Por causa das razões acima, porque o liberal é incapaz de realizar o idealismo humano que ele prega, o que geralmente acontece é que o oprimido com quem ele estava falando finalmente fica totalmente desgostoso com o liberal e começa a pensar que o liberal foi enviado aos oprimidos para desviar sua luta, para mantê-los confusos para que o opressor possa continuar a governá-los. Então, quer o liberal goste ou não, ele se vê sendo jogado, pelos oprimidos, com o opressor – é claro que ele faz parte desse grupo. O confronto final, quando ocorrer, incluirá, é claro, o liberal do lado do opressor. Portanto, se o oprimido realmente quer uma mudança revolucionária, ele não tem escolha a não ser livrar-se daqueles liberais em sua posição.
Notas:
(1) Rap Brown foi o quinto presidente do Student Nonviolent Coordinating Committee na década de 1960. Ele era conhecido pela frase “a violência é tão americana quanto a torta de cereja”.

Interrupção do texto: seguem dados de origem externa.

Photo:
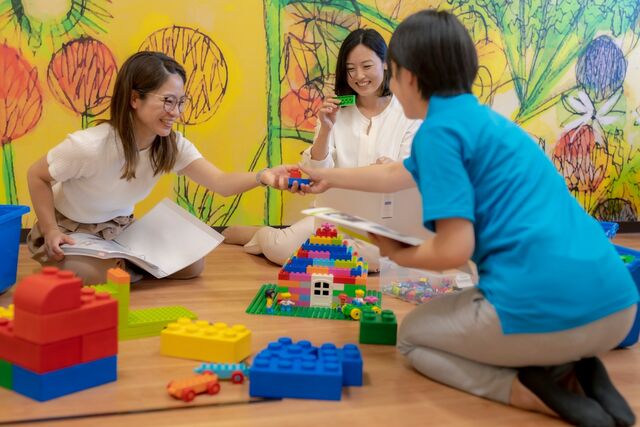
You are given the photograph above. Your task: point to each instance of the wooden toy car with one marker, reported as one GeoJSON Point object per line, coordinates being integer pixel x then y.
{"type": "Point", "coordinates": [187, 388]}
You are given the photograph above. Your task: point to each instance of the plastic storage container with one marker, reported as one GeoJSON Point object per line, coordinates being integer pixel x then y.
{"type": "Point", "coordinates": [10, 227]}
{"type": "Point", "coordinates": [417, 286]}
{"type": "Point", "coordinates": [631, 259]}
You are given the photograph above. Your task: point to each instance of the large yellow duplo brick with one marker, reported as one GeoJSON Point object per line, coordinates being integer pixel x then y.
{"type": "Point", "coordinates": [201, 340]}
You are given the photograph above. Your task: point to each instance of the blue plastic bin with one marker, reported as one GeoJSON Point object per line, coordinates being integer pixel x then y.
{"type": "Point", "coordinates": [634, 269]}
{"type": "Point", "coordinates": [10, 227]}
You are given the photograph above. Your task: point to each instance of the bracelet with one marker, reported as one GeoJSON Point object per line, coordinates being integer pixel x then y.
{"type": "Point", "coordinates": [259, 177]}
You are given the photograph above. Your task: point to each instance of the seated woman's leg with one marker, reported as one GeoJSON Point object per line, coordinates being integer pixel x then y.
{"type": "Point", "coordinates": [278, 245]}
{"type": "Point", "coordinates": [92, 271]}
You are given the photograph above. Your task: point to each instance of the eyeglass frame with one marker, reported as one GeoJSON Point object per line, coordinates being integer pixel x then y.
{"type": "Point", "coordinates": [166, 100]}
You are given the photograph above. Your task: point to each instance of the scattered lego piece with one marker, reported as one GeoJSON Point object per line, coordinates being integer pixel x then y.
{"type": "Point", "coordinates": [62, 339]}
{"type": "Point", "coordinates": [346, 100]}
{"type": "Point", "coordinates": [142, 323]}
{"type": "Point", "coordinates": [258, 306]}
{"type": "Point", "coordinates": [378, 328]}
{"type": "Point", "coordinates": [7, 312]}
{"type": "Point", "coordinates": [187, 388]}
{"type": "Point", "coordinates": [296, 176]}
{"type": "Point", "coordinates": [201, 340]}
{"type": "Point", "coordinates": [299, 370]}
{"type": "Point", "coordinates": [64, 381]}
{"type": "Point", "coordinates": [235, 372]}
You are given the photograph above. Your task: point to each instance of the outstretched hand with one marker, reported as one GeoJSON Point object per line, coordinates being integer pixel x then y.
{"type": "Point", "coordinates": [319, 180]}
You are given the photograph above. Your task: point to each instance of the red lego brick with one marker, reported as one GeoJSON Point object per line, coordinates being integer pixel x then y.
{"type": "Point", "coordinates": [35, 357]}
{"type": "Point", "coordinates": [48, 292]}
{"type": "Point", "coordinates": [98, 312]}
{"type": "Point", "coordinates": [99, 345]}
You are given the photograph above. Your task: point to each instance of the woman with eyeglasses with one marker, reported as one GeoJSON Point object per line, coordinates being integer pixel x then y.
{"type": "Point", "coordinates": [373, 130]}
{"type": "Point", "coordinates": [91, 181]}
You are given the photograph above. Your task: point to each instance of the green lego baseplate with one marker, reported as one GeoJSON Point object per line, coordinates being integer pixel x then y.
{"type": "Point", "coordinates": [6, 375]}
{"type": "Point", "coordinates": [258, 306]}
{"type": "Point", "coordinates": [141, 323]}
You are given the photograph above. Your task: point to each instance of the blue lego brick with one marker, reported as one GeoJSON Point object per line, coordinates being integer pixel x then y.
{"type": "Point", "coordinates": [307, 377]}
{"type": "Point", "coordinates": [352, 364]}
{"type": "Point", "coordinates": [64, 381]}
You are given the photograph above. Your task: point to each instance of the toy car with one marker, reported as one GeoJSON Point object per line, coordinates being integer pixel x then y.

(2) Huey Newton foi cofundador do Partido dos Panteras Negras para Autodefesa, um partido político marxista-leninista revolucionário que começou em Oakland, Califórnia.
(3) George Wallace serviu como o 45º governador do Alabama por quatro mandatos, ele se opôs à dessegregação e apoiou as políticas de Jim Crow. Ele era conhecido pela frase “segregação agora, segregação amanhã, segregação para sempre”.